The null hypothesis is that the true mean net weight of the powdered milk cans is equal to 250 grams, while the alternative hypothesis is that it is less than 250 grams.
To perform the test, we first calculate the sample mean and sample standard deviation of the net weights:
Sample mean:
$\bar{x} = \frac{245 + 248 + 242 + 245 + 246 + 248 + 250 + 245 + 243 + 249}{10} = 246.1$
Sample standard deviation:
$s = \sqrt{\frac{\sum_{i=1}^{10} (x_i - \bar{x})^2}{n-1}} = \sqrt{\frac{(245-246.1)^2 + (248-246.1)^2 + \cdots + (249-246.1)^2}{9}} \approx 2.32$
The test statistic is given by:
$t = \frac{\bar{x} - \mu_0}{s/\sqrt{n}}$
where $\mu_0$ is the hypothesized population mean (250 grams), $s$ is the sample standard deviation, and $n$ is the sample size (10).

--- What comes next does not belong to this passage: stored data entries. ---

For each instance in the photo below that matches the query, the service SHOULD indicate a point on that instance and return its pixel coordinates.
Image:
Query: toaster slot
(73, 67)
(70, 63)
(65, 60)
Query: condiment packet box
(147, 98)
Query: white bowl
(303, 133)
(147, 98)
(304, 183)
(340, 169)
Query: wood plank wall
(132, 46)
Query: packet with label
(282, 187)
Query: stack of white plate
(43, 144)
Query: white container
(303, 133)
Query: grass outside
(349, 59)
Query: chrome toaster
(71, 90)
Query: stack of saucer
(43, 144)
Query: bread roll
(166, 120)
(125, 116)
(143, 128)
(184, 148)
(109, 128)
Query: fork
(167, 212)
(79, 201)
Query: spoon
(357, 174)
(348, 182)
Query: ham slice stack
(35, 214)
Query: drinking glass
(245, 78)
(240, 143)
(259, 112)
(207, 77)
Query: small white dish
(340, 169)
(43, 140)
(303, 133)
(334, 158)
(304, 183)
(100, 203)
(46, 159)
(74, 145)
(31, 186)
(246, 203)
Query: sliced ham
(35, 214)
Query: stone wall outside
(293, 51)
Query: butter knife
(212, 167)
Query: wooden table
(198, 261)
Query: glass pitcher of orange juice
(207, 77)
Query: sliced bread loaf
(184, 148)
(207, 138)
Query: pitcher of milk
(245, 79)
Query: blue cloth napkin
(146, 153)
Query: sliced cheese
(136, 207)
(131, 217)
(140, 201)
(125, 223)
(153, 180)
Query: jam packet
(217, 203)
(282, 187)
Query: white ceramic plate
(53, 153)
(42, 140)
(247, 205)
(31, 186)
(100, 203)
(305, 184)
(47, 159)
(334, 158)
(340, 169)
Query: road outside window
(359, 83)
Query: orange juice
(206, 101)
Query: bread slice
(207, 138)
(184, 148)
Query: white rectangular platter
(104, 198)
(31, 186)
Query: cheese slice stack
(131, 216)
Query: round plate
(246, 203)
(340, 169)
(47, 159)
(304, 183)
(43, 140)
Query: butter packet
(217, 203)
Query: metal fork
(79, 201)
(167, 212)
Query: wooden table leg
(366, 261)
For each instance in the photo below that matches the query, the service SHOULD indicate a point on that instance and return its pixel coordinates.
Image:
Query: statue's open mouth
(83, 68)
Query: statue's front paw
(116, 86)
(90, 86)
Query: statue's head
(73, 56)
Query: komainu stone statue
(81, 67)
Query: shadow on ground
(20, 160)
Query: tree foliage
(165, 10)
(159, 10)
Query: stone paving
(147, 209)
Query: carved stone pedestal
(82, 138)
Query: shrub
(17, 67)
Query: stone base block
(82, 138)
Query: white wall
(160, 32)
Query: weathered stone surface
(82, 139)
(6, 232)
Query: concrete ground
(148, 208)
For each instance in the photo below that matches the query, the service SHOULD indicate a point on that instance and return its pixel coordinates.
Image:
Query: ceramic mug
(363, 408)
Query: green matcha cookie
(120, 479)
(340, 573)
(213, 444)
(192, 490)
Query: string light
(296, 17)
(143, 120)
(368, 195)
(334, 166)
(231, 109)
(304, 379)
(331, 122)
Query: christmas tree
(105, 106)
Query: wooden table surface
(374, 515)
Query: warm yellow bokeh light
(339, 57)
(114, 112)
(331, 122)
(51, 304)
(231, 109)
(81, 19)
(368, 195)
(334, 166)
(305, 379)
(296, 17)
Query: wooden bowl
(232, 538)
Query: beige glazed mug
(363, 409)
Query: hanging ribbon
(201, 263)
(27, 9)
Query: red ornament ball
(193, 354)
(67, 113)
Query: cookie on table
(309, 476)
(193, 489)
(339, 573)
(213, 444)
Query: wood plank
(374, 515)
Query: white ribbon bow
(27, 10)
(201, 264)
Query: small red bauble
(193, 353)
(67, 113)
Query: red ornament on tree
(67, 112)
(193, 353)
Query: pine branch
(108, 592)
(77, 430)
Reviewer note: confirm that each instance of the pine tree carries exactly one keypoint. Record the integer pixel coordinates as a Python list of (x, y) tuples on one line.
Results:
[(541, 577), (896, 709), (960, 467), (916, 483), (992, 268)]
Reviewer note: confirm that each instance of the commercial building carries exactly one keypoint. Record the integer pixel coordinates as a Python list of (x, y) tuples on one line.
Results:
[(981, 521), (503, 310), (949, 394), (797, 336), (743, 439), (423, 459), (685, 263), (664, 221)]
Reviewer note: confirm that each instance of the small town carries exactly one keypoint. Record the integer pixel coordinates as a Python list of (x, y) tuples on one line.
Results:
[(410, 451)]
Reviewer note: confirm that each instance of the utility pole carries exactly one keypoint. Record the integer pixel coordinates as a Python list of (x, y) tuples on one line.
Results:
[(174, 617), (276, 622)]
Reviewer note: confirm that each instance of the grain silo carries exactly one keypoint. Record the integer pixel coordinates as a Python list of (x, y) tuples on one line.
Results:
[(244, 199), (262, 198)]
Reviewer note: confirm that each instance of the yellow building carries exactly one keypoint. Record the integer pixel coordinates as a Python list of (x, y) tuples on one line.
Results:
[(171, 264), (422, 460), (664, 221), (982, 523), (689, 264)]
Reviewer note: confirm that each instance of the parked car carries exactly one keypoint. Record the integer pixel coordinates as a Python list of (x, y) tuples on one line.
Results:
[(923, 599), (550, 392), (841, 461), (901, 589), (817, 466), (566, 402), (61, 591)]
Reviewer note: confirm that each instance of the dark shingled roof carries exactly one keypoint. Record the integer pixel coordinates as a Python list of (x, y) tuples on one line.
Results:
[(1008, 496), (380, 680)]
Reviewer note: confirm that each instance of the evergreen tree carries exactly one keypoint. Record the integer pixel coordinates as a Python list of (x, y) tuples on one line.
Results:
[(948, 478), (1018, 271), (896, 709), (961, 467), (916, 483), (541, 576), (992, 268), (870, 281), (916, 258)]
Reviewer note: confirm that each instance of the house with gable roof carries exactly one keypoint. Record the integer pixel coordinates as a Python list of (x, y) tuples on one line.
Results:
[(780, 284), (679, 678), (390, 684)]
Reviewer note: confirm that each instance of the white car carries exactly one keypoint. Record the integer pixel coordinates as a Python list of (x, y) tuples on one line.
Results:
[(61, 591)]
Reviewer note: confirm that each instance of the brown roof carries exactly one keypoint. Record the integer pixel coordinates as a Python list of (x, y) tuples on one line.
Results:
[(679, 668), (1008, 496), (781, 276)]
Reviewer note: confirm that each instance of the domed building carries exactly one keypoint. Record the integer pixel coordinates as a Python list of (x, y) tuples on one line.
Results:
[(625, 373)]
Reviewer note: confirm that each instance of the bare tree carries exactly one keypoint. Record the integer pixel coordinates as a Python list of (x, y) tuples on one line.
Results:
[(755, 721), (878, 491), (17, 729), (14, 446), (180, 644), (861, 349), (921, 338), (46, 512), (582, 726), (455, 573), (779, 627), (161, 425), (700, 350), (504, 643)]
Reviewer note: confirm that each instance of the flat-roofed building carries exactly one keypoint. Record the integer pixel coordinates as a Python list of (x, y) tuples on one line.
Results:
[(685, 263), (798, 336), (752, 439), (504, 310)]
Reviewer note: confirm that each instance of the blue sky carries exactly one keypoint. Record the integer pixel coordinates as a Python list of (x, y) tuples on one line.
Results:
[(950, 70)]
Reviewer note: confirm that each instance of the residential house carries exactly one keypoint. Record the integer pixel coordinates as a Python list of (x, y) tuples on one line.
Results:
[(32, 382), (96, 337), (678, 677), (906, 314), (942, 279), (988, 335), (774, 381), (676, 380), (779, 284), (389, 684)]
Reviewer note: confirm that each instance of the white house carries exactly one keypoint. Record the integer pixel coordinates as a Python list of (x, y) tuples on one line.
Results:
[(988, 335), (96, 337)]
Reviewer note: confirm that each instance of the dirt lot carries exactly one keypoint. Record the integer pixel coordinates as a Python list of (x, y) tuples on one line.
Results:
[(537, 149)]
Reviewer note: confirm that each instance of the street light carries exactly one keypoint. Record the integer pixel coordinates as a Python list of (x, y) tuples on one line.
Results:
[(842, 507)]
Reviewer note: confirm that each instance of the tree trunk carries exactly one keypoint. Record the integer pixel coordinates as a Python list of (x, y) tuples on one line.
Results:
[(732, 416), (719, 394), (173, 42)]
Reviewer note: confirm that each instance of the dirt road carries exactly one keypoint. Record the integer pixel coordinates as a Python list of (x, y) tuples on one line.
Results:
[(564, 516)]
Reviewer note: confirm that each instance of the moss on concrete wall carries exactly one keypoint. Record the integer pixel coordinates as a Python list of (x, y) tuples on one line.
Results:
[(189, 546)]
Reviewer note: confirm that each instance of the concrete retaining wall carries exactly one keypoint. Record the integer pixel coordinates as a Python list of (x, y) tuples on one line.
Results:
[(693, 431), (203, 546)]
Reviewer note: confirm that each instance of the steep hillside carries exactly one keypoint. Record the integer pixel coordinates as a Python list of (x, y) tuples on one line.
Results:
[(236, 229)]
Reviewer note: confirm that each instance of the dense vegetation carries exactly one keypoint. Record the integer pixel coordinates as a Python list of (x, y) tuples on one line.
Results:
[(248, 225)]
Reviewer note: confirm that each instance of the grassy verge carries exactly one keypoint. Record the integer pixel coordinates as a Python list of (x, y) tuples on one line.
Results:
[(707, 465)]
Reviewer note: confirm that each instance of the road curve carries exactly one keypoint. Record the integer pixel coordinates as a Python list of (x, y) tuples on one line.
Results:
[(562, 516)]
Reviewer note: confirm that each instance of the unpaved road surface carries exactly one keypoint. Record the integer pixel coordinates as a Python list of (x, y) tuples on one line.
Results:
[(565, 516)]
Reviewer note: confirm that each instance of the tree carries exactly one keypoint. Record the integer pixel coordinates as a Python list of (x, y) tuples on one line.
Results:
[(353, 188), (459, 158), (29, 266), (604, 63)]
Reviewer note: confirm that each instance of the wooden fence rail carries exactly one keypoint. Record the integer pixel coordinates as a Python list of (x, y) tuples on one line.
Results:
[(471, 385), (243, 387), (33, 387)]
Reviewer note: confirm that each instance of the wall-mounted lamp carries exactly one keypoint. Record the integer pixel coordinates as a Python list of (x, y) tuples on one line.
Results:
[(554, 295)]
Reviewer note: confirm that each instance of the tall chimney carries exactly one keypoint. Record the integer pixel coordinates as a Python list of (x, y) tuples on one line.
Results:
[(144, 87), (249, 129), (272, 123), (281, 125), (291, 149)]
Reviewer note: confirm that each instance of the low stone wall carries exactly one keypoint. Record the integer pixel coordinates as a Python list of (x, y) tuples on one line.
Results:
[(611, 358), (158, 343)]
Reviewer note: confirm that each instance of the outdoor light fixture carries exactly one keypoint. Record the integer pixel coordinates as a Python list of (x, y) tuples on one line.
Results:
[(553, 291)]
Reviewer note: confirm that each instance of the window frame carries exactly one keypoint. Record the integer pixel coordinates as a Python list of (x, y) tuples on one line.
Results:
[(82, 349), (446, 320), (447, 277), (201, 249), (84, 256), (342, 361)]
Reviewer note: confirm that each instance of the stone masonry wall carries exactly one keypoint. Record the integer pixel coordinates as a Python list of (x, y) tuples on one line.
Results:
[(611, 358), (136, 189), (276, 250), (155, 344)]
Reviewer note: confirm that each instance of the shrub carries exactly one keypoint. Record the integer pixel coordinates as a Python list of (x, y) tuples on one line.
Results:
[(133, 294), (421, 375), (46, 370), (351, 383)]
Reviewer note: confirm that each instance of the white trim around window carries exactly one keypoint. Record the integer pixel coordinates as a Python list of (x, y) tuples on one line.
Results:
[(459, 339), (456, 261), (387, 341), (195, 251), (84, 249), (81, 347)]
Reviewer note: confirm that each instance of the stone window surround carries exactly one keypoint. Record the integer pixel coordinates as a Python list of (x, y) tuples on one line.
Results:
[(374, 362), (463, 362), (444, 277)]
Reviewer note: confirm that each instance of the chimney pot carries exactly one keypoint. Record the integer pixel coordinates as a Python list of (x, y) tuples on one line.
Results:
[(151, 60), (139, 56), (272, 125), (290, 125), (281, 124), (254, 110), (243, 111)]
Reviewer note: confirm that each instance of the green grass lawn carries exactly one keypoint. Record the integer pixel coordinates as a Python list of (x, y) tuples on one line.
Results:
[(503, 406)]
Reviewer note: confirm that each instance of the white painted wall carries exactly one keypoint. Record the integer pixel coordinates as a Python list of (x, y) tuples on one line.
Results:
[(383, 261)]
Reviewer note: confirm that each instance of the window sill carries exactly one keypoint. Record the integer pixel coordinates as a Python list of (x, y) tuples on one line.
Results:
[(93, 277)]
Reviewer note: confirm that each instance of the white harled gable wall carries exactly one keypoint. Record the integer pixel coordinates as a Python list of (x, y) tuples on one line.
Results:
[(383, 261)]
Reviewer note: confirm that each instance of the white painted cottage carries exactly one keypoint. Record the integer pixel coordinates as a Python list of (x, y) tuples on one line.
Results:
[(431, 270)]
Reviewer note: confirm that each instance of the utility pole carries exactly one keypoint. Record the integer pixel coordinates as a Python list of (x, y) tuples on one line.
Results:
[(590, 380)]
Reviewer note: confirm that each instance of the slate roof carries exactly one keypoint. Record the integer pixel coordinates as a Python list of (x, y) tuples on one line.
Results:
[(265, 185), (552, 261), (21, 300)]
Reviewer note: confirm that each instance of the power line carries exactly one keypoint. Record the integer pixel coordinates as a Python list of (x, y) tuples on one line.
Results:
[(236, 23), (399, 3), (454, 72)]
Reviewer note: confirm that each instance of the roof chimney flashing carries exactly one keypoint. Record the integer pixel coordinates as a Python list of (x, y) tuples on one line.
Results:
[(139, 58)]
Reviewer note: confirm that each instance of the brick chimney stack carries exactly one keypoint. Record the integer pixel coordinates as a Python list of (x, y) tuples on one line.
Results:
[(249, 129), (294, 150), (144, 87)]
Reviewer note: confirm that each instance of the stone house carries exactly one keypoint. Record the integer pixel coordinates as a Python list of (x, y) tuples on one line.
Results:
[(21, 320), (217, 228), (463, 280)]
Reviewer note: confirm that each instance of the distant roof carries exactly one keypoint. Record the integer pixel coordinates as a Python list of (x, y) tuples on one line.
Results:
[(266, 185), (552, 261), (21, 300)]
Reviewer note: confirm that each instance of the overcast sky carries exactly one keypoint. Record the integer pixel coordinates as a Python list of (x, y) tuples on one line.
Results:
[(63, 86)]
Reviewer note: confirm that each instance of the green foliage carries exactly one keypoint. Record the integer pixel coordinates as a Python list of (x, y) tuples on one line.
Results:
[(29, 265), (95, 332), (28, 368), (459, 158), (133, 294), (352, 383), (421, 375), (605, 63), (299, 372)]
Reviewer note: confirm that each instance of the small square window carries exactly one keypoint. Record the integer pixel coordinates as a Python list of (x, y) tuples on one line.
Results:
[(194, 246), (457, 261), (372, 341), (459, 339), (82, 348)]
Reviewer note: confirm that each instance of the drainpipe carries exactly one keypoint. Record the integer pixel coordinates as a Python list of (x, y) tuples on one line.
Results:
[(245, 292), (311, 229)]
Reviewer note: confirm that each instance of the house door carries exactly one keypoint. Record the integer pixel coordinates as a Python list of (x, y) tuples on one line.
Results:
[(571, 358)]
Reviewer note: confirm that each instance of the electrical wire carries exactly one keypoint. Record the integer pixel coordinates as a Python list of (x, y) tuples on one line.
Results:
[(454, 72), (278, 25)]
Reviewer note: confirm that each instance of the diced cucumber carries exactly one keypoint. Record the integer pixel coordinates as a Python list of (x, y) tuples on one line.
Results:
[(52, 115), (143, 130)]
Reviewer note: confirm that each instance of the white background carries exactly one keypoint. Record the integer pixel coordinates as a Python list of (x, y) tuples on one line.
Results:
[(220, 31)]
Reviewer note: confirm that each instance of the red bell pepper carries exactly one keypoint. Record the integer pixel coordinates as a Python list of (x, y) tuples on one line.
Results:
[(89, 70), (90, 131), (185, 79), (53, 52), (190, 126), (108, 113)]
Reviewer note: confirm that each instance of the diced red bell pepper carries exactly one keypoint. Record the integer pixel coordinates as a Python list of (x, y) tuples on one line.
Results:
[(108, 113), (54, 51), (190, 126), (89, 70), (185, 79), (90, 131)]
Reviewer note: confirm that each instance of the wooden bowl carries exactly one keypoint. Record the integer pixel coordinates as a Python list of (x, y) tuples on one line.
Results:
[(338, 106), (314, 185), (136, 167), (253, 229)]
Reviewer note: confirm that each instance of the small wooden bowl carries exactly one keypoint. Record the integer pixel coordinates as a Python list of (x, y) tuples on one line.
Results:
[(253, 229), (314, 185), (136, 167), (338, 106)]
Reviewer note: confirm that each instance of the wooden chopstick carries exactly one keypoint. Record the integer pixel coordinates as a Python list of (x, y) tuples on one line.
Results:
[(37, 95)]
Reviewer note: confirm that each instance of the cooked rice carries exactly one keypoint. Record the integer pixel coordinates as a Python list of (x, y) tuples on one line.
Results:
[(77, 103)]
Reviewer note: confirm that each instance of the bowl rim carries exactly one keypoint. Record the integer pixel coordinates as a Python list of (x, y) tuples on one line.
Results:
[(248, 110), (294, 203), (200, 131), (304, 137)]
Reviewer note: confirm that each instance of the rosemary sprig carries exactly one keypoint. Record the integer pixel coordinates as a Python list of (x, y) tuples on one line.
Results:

Substituting the values, we get:
$t = \frac{246.1 - 250}{2.32/\sqrt{10}} \approx -2.57$
Using a t-distribution table with 9 degrees of freedom (10-1), the critical value for a one-tailed test with 5% level of significance is -1.833. Since the calculated test statistic is less than the critical value, we reject the null hypothesis and conclude that there is evidence to suggest that the average net weight of the powdered milk cans is less than 250 grams at 5% level of significance.